JOHN CROSS - ALEXANDER
- this story is under review by Membership Team
John Cross was born in Wiltshire in 1757.
He was 29 years old when arrested for stealing a sheep
worth 20 shillings, He was found guilty and received a
death sentence which was commuted to seven years
transportation. He was kept on a hulk for two years
before sailing aboard Alexander. He
worked on the farm of James Furzer and is mentioned
several times in the early records — for the offence of
exchanging rations for clothes and for selling stock to
John Palmer.
John Cross met Mary Davidson (Davison), a convict who
arrived on Lady
Juliana in
1790. Their first child, Elizabeth, was baptised on 29
June 1794. They had a family of nine children during
their life together.
John worked on several farms in Sydney, Parramatta and
the Hawkesbury, where he had received a grant of 100
acres on 4 June 1804. There the family survived floods
and hostile natives, and he asked for Government help
to overcome flood damage. The peak of his achievement as
a farmer was in 1806 when he was recorded with crops, an
orchard and vegetable garden and some livestock.
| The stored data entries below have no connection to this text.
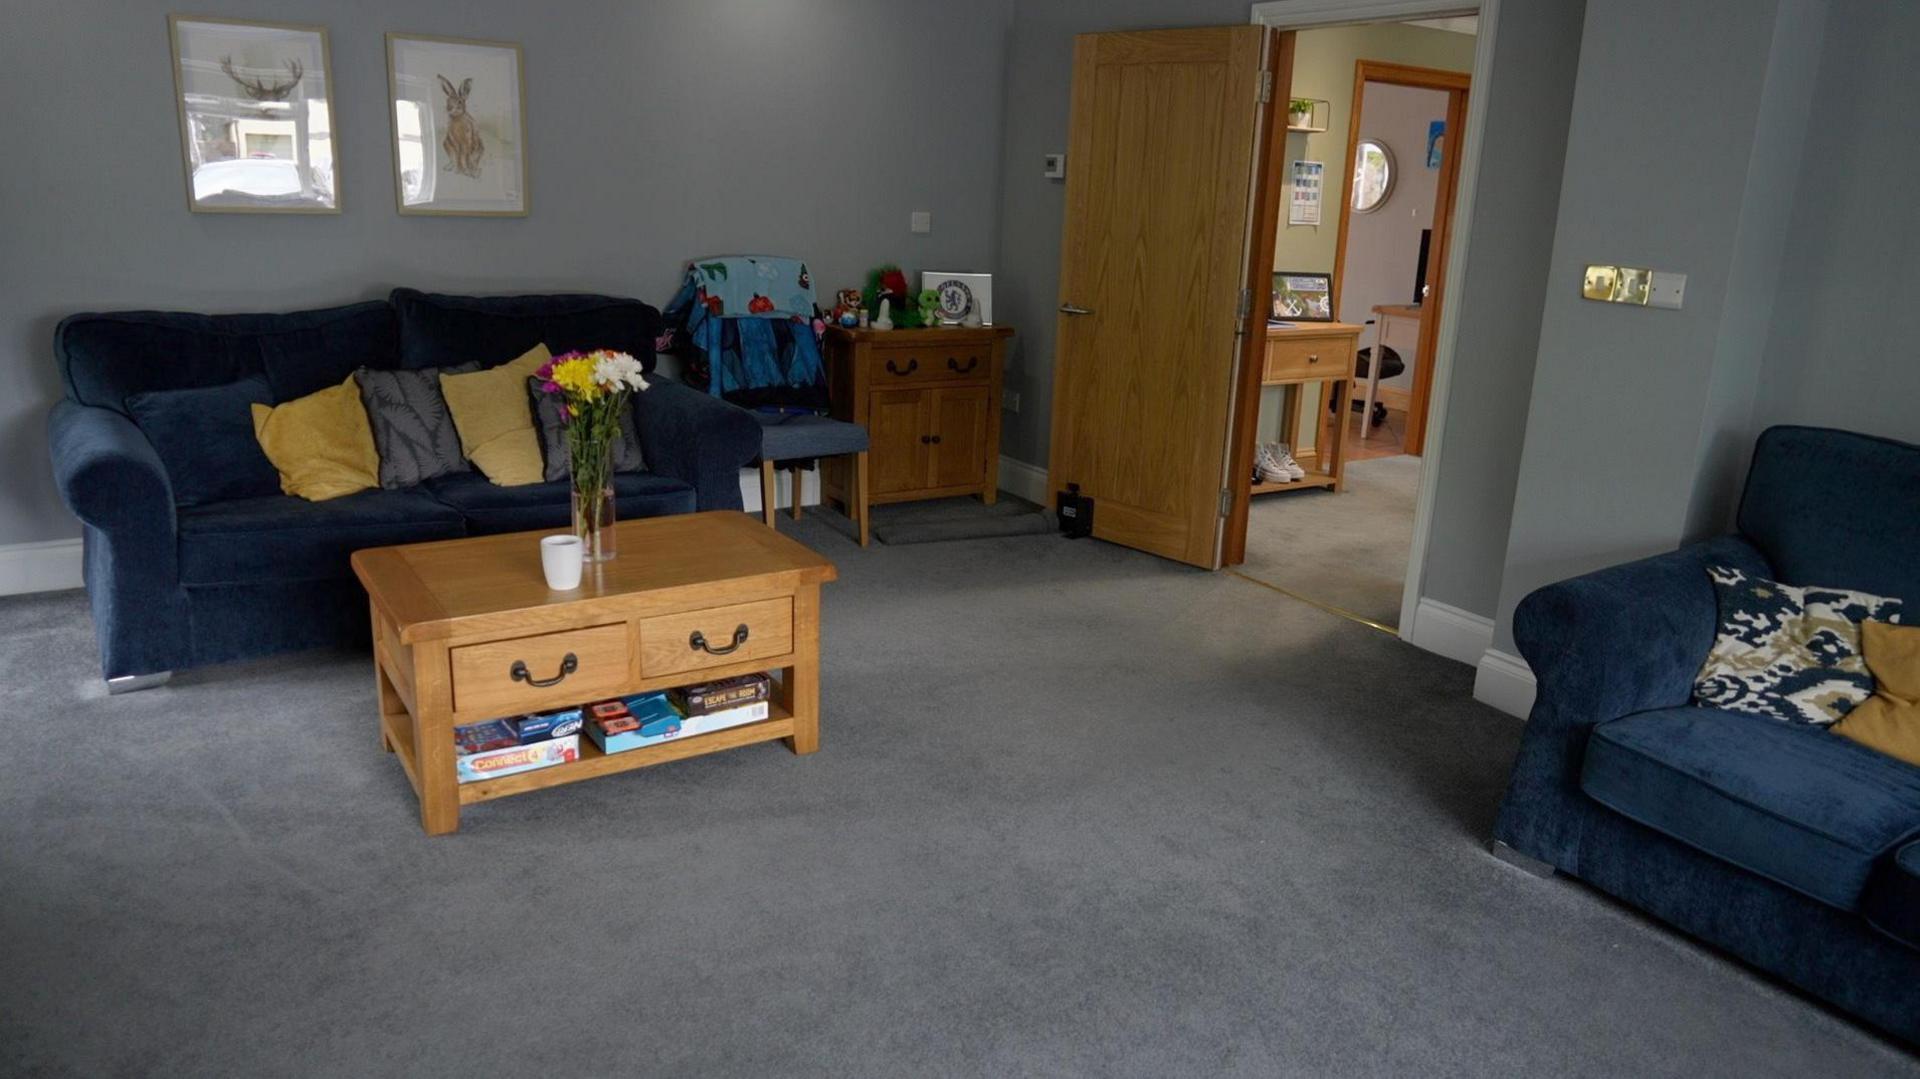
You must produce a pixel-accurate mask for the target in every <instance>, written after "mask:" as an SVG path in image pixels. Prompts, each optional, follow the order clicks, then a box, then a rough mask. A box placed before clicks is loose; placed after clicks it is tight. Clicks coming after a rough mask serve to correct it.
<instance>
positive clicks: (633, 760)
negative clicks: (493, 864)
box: [380, 703, 793, 806]
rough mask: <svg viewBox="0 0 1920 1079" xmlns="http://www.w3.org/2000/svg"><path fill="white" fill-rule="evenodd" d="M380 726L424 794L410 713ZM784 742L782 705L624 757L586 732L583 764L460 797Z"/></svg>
mask: <svg viewBox="0 0 1920 1079" xmlns="http://www.w3.org/2000/svg"><path fill="white" fill-rule="evenodd" d="M380 726H382V728H384V730H386V737H388V745H392V747H394V755H396V756H399V764H401V768H403V770H405V772H407V781H409V783H413V793H415V795H419V793H420V776H419V768H417V764H415V760H417V758H415V753H413V722H411V718H409V716H407V714H405V712H399V714H394V712H386V714H382V716H380ZM783 737H793V716H791V714H789V712H787V710H785V708H781V707H780V705H778V703H776V705H770V707H768V716H766V718H764V720H756V722H751V724H741V726H737V728H726V730H718V731H710V733H697V735H693V737H684V739H670V741H662V743H659V745H645V747H641V749H628V751H624V753H601V749H599V747H597V745H593V741H591V739H589V737H588V735H586V733H582V735H580V760H568V762H566V764H551V766H547V768H536V770H532V772H518V774H515V776H501V778H499V779H480V781H474V783H461V785H459V795H461V804H463V806H465V804H472V803H486V801H492V799H505V797H509V795H524V793H528V791H540V789H545V787H559V785H561V783H578V781H580V779H595V778H599V776H612V774H616V772H632V770H634V768H645V766H649V764H666V762H668V760H685V758H689V756H705V755H708V753H720V751H726V749H735V747H741V745H753V743H756V741H778V739H783Z"/></svg>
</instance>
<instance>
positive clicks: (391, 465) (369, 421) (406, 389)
mask: <svg viewBox="0 0 1920 1079" xmlns="http://www.w3.org/2000/svg"><path fill="white" fill-rule="evenodd" d="M468 371H480V365H478V363H463V365H459V367H428V369H424V371H374V369H371V367H363V369H359V371H355V372H353V380H355V382H359V388H361V403H363V405H367V422H369V424H372V444H374V447H378V449H380V486H382V488H413V486H419V484H424V482H426V480H432V478H434V476H445V474H447V472H465V470H467V457H465V455H461V432H459V430H455V426H453V413H449V411H447V399H445V397H444V396H442V394H440V376H442V374H467V372H468Z"/></svg>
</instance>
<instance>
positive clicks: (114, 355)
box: [48, 288, 760, 689]
mask: <svg viewBox="0 0 1920 1079" xmlns="http://www.w3.org/2000/svg"><path fill="white" fill-rule="evenodd" d="M659 319H660V315H659V311H655V309H653V307H649V305H645V303H641V301H637V300H620V298H609V296H495V298H468V296H432V294H422V292H415V290H407V288H401V290H394V294H392V296H390V300H388V301H371V303H353V305H348V307H332V309H324V311H298V313H284V315H188V313H167V311H121V313H90V315H73V317H69V319H65V321H61V323H60V328H58V330H56V332H54V353H56V359H58V363H60V376H61V382H63V386H65V399H63V401H60V403H58V405H56V407H54V413H52V417H50V422H48V438H50V444H52V445H50V449H52V463H54V478H56V482H58V484H60V492H61V497H63V499H65V503H67V507H69V509H71V511H73V513H75V516H79V518H81V522H83V526H84V534H83V543H84V574H86V591H88V599H90V601H92V614H94V630H96V634H98V637H100V662H102V670H104V674H106V678H108V685H109V687H113V689H132V687H142V685H150V683H156V682H161V680H165V676H167V674H169V672H173V670H179V668H190V666H204V664H213V662H227V660H238V659H250V657H261V655H271V653H280V651H292V649H307V647H319V645H334V643H355V641H365V639H367V597H365V593H363V591H361V587H359V584H357V582H355V580H353V572H351V568H349V564H348V557H349V555H351V553H353V551H355V549H359V547H378V545H386V543H413V541H420V540H449V538H455V536H476V534H490V532H518V530H534V528H561V526H564V522H566V520H568V492H566V484H564V482H561V484H534V486H522V488H497V486H493V484H490V482H488V480H486V478H484V476H482V474H478V472H465V474H453V476H440V478H436V480H428V482H426V484H422V486H417V488H407V490H369V492H359V493H353V495H348V497H340V499H332V501H319V503H313V501H303V499H298V497H288V495H269V497H236V499H225V501H211V503H198V505H180V499H177V497H175V492H173V486H171V482H169V476H167V470H165V468H163V467H161V459H159V455H157V453H156V449H154V444H152V442H150V440H148V436H146V434H142V430H140V428H138V426H136V424H134V420H132V419H131V415H129V407H127V399H129V397H132V396H136V394H144V392H150V390H177V388H198V386H225V384H230V382H236V380H242V378H252V376H263V378H265V386H267V390H269V394H267V396H269V397H271V401H286V399H294V397H300V396H305V394H311V392H315V390H321V388H324V386H334V384H338V382H342V380H344V378H346V376H348V374H349V372H351V371H355V369H359V367H363V365H365V367H376V369H422V367H440V365H447V363H465V361H480V363H484V365H497V363H505V361H509V359H515V357H516V355H520V353H524V351H526V349H530V348H532V346H536V344H541V342H543V344H547V346H549V348H551V349H553V351H566V349H576V348H620V349H626V351H632V353H634V355H636V357H639V359H641V361H643V363H645V365H647V369H649V371H651V367H653V340H655V336H657V332H659V324H660V323H659ZM636 420H637V424H636V426H637V430H639V438H641V449H643V451H645V459H647V467H649V472H632V474H620V476H618V478H616V511H618V515H620V518H622V520H626V518H637V516H655V515H668V513H693V511H697V509H699V511H707V509H741V497H739V468H741V467H743V465H747V463H749V461H753V459H755V457H756V455H758V453H760V426H758V424H756V422H755V420H753V417H751V415H749V413H745V411H741V409H737V407H733V405H728V403H724V401H720V399H716V397H710V396H707V394H701V392H697V390H691V388H687V386H682V384H678V382H672V380H666V378H655V380H653V388H651V390H647V392H645V394H639V396H636ZM253 465H255V467H259V461H255V463H253Z"/></svg>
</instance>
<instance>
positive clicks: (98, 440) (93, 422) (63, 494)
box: [46, 401, 175, 563]
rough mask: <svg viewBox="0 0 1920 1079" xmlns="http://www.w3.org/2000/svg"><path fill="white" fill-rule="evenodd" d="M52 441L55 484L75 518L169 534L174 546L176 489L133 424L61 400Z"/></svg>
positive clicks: (90, 409) (48, 425)
mask: <svg viewBox="0 0 1920 1079" xmlns="http://www.w3.org/2000/svg"><path fill="white" fill-rule="evenodd" d="M46 438H48V453H50V455H52V459H54V482H56V484H58V486H60V497H61V499H65V503H67V509H71V511H73V515H75V516H79V518H81V520H84V522H86V524H90V526H94V528H98V530H102V532H121V530H134V532H152V534H163V536H167V540H169V545H171V540H173V530H175V520H173V484H171V482H169V480H167V470H165V468H163V467H161V463H159V455H157V453H154V444H150V442H148V440H146V436H144V434H140V428H136V426H134V424H132V420H129V419H127V417H123V415H119V413H115V411H111V409H94V407H88V405H79V403H73V401H61V403H58V405H54V413H52V415H50V417H48V420H46ZM169 563H171V557H169Z"/></svg>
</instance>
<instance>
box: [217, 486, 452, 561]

But he got into difficulties after that time, and
gradually sold off his assets to pay off debts. He was a
poor man when he died and was buried at St Matthew's,
Windsor, on 27 December 1824, at the age of 68 years.
John's son, David, built the Victoria Inn, which still
stands at Cross Park at Wiseman's Ferry, and for a time
he operated the ferry. John's children married into such
well-known families as the Cobcrofts, Cavanoughs, Herps, Douglas, Stallards and Doughertys.